July 13th, 2010
I hate having to send pissed off emails to vendor/partners at work. Always makes me feel like a jerk even though it has to be RICHLY deserved for me to take that step.
Anyone have a good way of coping with the communication necessary when passive-aggressive notes have failed to have any impact?
EDIT: to be fair/clear, this is a pretty obvious failure on their part that I now have to call them out on. I just found out it hasn't been dealt with despite my constantly asking about it for... oh... two months now. It's at the point of having to say "you fucked this up, why?" while CCing the head of their company. Yeah, fun.
Current Location: work
mood: pissed off
First step, forward last communication to vendor/partner to superior to let them know what is going on. Next step, STOP EMAILING. Call them, directly. Ask directly for answers. People can avoid emails, or use them as weapons, they rarely do so on the phone.
I keep a paper/email trail if I can, and then reference previous attempts to resolve a situation in the pissed-off email. To me, this seems both clearly pissed-off and also clearly fairly impersonal -- it's not "you're a bad person," it's "solve my problem."
The first thing is to avoid passive-aggressive notes from the start. If you're not getting the support you need from your POC with a vendor, than contact the vendor and request a new POC. If the lack of support is endemic to that company, than let them know that if the issues are not resolved you'll be looking for a new vendor. If they're not providing the support you're paying for, then the cost to move to a different vendor is completely justified.

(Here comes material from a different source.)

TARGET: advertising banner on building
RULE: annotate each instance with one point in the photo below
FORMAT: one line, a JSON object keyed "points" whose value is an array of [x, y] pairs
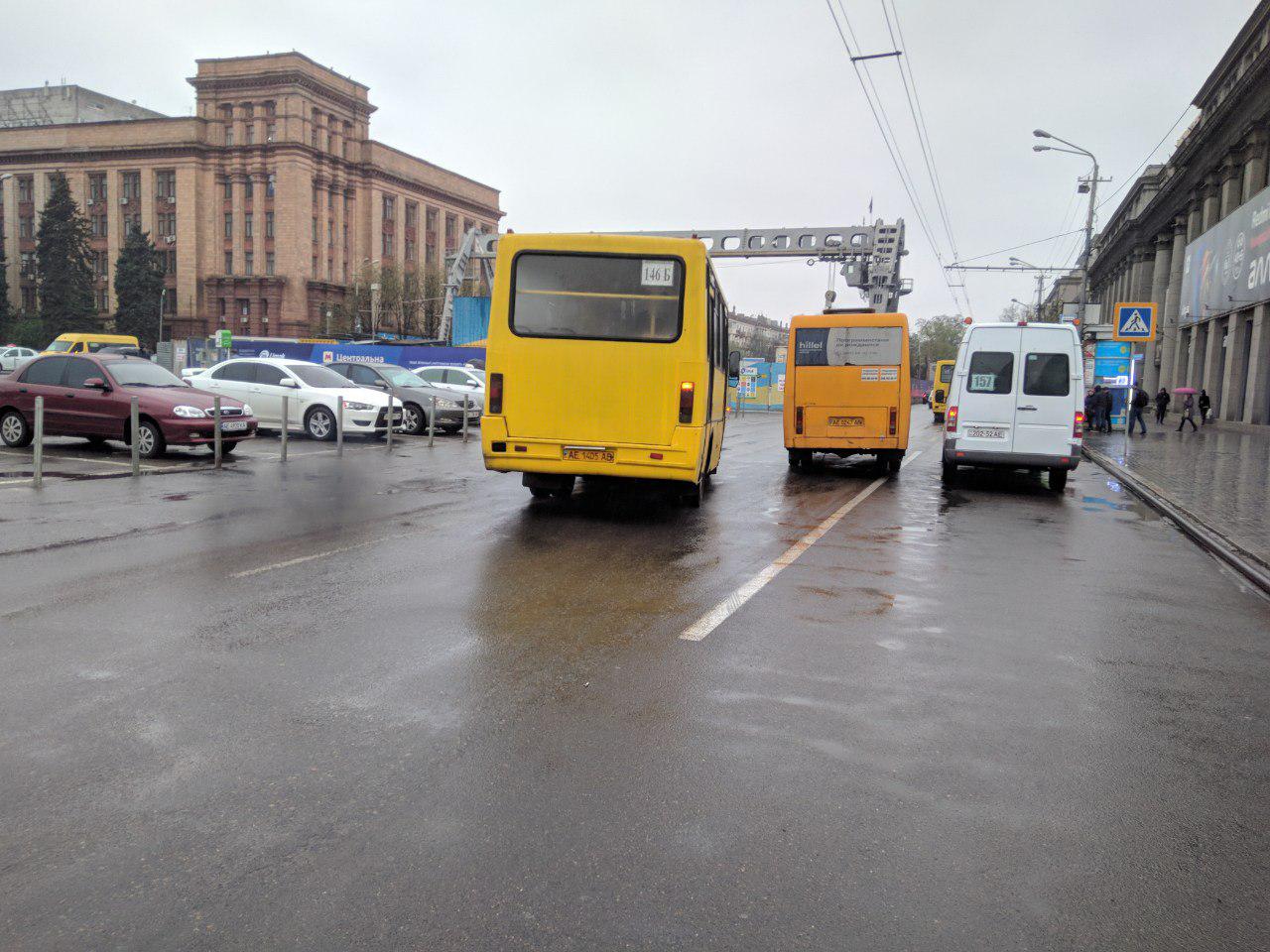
{"points": [[1228, 266]]}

|Date:||July 13th, 2010 03:48 pm (UTC)|| |
Avoid passive aggressive altogether if you can. It's manipulative and no one likes to be manipulated. You have a right to ask for what you need and to have your expectations set. Establishing that up front is part of what makes a good customer experience.
And yeah, I agree with geekpixie
to pick up the phone. While email is nice and traceable, phone calls are all about people and you can hear a voice and get a good vibe thing going which will make the tone of all your emails sound nicer.
And if it's inter-departmental...take a walk and talk to the person in person. :) You get more bang for the buck that way.
Recently a friend was describing someone, and I found this quote to be applicable to life in general:
"As a quality, "nice" is overrated. I'd much rather someone be direct than be nice."
I'm not saying you have to be a douchehole, but there's nothing wrong with being upfront, clear and concise about your dissatisfaction.
Had much the same conversation with Ben & Nick today. Eh.